Özyiğit, “Nasıl ki bugüne kadar Sayın Anastasides üniter devleti, Sayın Eroğlu da konfederasyonu federasyon olarak sunmaya çalıştı ve bize göre samimi davranmadı, aynı şekilde masaya dönmek konusunda da samimi olmayabilirler. Ancak, her ikisi de şunu açıkça bilmelidir ki, çözümsüz geçen her gün tüm Kıbrıslıların aleyhinedir ve bundan her ikisi de sorumlu olacaklardır” dedi.

“ÇÖZÜM VE DEMOKRASİ GÜÇLERİ HAREKETE GEÇMELİ”

TDP Genel Başkanı Cemal Özyiğit, Kıbrıs konusunda gelinen aşamada, yaşanan gerginliğin giderilmesi ve müzakere masasının yeniden kurulması için adadaki çözüm ve barış güçlerine büyük görev düştüğünü kaydetti. Özyiğit, “Çözüm, barış ve demokrasi güçlerine tam da bu aşamada büyük görev düşmektedir. Mevcut durum daha da pekişmeden birlikte harekete geçerek federal Kıbrıs için mücadele zeminini yükseltmeliyiz” dedi.

“MEKİK DİPLOMASİSİ GEREKLİ”

BM Genel Sekreteri’nin Kıbrıs Özel Danışmanı Espen Barth Eide’nin Ankara ve Atina ziyaretlerinin ardından Kıbrıs’a gelerek mekik diplomasisi yaptığını, bu çerçevede TDP olarak kendileri ile de görüştüğünü kaydeden Özyiğit, ortaya çıkan olumsuz durumdan tek çıkış yolunun diyalog olduğu bilinciyle hareket edilmesinin ve mekik diplomasisine devam edilmesinin önemine dikkat çekti.

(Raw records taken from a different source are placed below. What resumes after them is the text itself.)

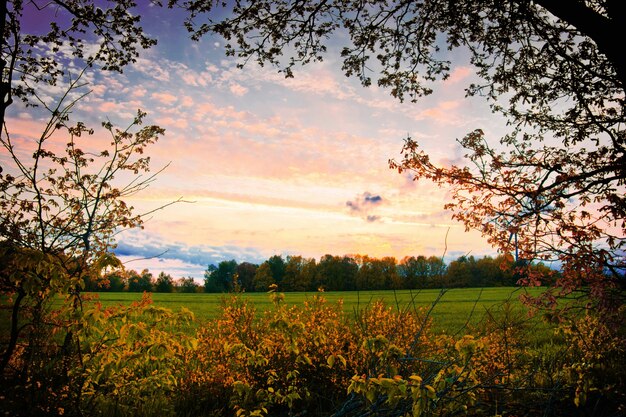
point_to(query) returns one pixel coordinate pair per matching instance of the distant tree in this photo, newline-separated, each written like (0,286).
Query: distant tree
(209,281)
(140,283)
(414,272)
(337,273)
(377,274)
(437,270)
(553,69)
(116,281)
(298,274)
(187,285)
(277,267)
(462,273)
(263,277)
(164,283)
(245,275)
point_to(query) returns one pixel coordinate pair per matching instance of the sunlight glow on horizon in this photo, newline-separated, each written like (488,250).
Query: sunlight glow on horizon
(275,165)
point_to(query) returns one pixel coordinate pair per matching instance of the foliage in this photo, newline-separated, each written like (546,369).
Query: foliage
(187,285)
(105,35)
(164,283)
(62,197)
(551,69)
(140,282)
(221,278)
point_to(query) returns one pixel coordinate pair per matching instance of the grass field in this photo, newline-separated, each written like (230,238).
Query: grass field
(451,311)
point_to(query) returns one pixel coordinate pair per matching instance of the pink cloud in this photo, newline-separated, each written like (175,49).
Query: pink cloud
(238,89)
(164,98)
(458,74)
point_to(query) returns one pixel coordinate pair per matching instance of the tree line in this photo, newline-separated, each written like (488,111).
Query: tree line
(330,273)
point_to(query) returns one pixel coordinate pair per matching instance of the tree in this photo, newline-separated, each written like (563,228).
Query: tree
(116,34)
(187,285)
(143,282)
(164,283)
(277,268)
(245,275)
(337,273)
(552,69)
(263,277)
(209,282)
(414,271)
(298,274)
(220,278)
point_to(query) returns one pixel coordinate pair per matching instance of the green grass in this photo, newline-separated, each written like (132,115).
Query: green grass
(451,313)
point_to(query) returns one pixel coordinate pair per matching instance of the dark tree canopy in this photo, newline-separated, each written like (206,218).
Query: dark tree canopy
(554,69)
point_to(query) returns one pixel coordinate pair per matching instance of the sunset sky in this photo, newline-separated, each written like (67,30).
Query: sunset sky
(270,165)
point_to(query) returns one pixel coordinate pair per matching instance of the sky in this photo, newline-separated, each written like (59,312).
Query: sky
(268,165)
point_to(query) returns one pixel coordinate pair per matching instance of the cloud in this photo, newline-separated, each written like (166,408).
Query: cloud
(364,204)
(237,89)
(138,247)
(164,98)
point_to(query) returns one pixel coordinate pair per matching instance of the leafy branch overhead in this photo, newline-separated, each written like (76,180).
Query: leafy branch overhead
(553,69)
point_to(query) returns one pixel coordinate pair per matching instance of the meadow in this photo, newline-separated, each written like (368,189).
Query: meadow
(452,310)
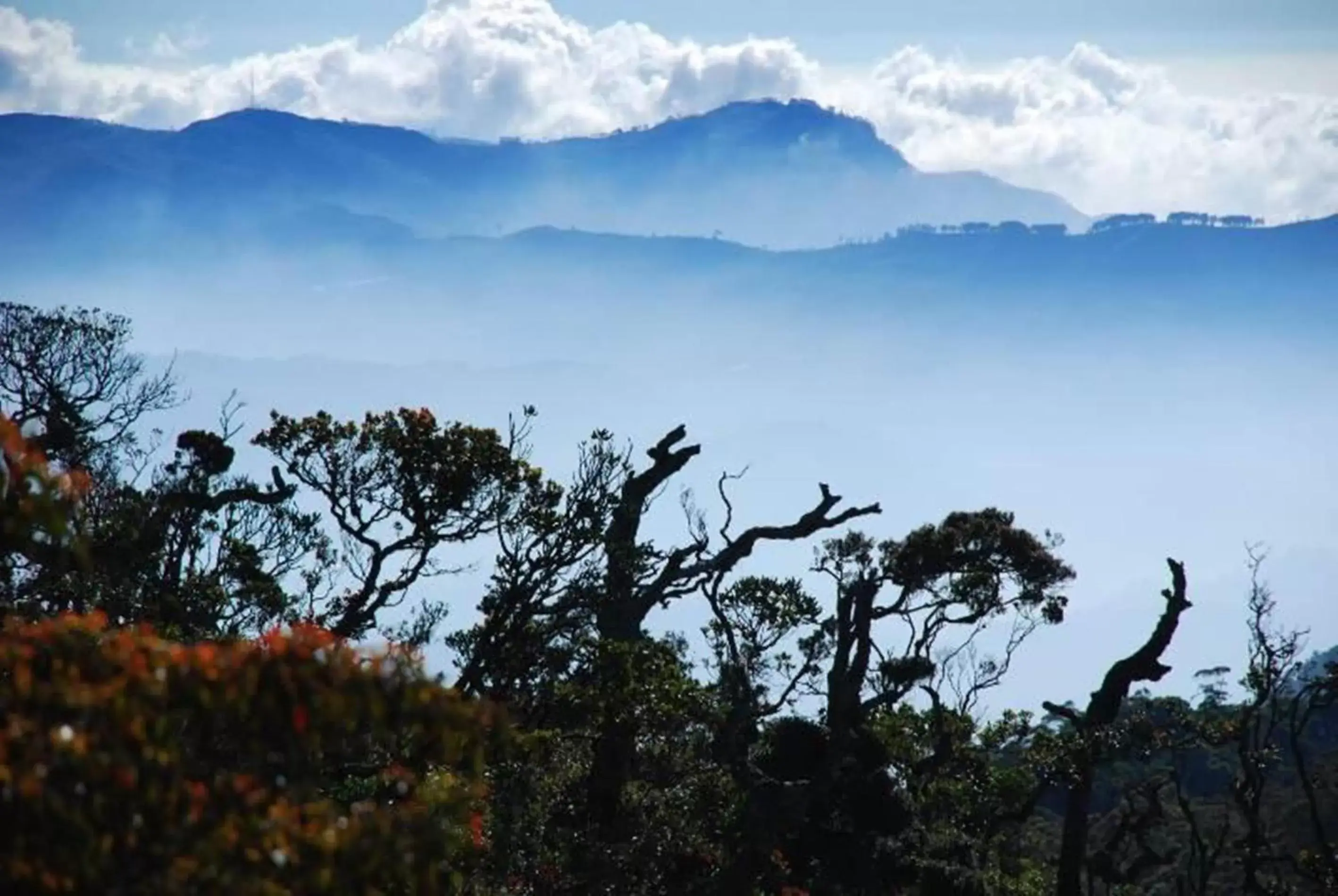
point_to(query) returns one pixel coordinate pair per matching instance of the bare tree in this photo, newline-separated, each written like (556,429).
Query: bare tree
(70,375)
(1103,708)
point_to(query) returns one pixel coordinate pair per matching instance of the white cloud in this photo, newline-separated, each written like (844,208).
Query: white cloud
(1104,133)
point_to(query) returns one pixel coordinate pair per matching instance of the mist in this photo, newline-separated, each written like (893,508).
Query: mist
(1155,438)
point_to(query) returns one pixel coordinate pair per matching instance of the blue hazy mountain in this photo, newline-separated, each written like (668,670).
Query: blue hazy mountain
(762,173)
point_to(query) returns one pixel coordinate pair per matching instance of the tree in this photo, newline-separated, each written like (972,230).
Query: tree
(398,489)
(1104,706)
(71,375)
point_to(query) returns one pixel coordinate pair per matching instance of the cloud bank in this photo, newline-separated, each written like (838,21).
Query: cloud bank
(1105,134)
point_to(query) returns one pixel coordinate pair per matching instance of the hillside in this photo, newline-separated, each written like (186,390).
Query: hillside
(763,173)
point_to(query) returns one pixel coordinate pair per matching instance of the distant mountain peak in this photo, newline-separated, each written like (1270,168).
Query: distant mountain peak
(772,127)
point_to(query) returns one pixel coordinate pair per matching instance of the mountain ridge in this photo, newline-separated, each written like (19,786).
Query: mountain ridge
(762,172)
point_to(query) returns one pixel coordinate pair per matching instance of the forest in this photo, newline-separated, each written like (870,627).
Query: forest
(213,682)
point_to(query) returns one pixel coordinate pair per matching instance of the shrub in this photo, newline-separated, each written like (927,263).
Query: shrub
(134,765)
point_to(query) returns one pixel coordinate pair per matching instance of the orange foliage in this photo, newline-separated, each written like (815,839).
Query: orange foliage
(132,764)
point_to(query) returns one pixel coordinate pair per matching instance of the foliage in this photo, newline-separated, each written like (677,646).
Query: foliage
(133,764)
(828,741)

Güç gösterisi veya bölgesel liderlik kavgası yapmak yerine, diplomasi ile sorunun aşılması yönündeki girişimlerin sürmesi gerektiğini kaydeden Özyiğit, bu çerçevede liderler görüşmesine kadar müzakerecilerin bir araya gelerek hazırlık yapmasının da gerekli olduğunu belirtti.

“GÖNÜLLERDEKİ ASLAN…”

Özyiğit, Müzakereci Ergün Olgun’un “Kıbrıs sorununda olası çözümsüzlüğün hazırlığı yapılmalı" açıklamasını ise, “Federal çözüme hiçbir zaman inanmamış, çözümsüzlük çözümdür anlayışındaki siyasi düşüncelerin, kriz ortamını fırsat bilerek gönüllerindeki aslanı dışa vurmaları” olarak değerlendirdi.

“ÇÖZÜM, FEDERAL BİR KIBRIS’I ÖNGÖRMELİDİR”

TDP olarak 11 Şubat’ta imzalanan ve iki bölgeli, iki toplumlu, siyasi eşitliğe dayalı federasyon ile tek egemenlik, tek vatandaşlık ve uluslararası tek kimlik olgularını içeren Ortak Metni desteklediklerini ve bu metin zemininde görüşmelerin başlayarak kısa sürede sonuca ulaşılmasını istediklerini belirten Özyiğit, “Taraflar gerginlik ortamına son verecek adımları atarak, müzakerelerin yeniden başlamasına ve al-ver sürecine geçilmesine olanak sağlamalıdır. Çözümsüzlüğün tüm Kıbrıslıların zararına olduğunu artık herkes anlamalıdır” diye ekledi.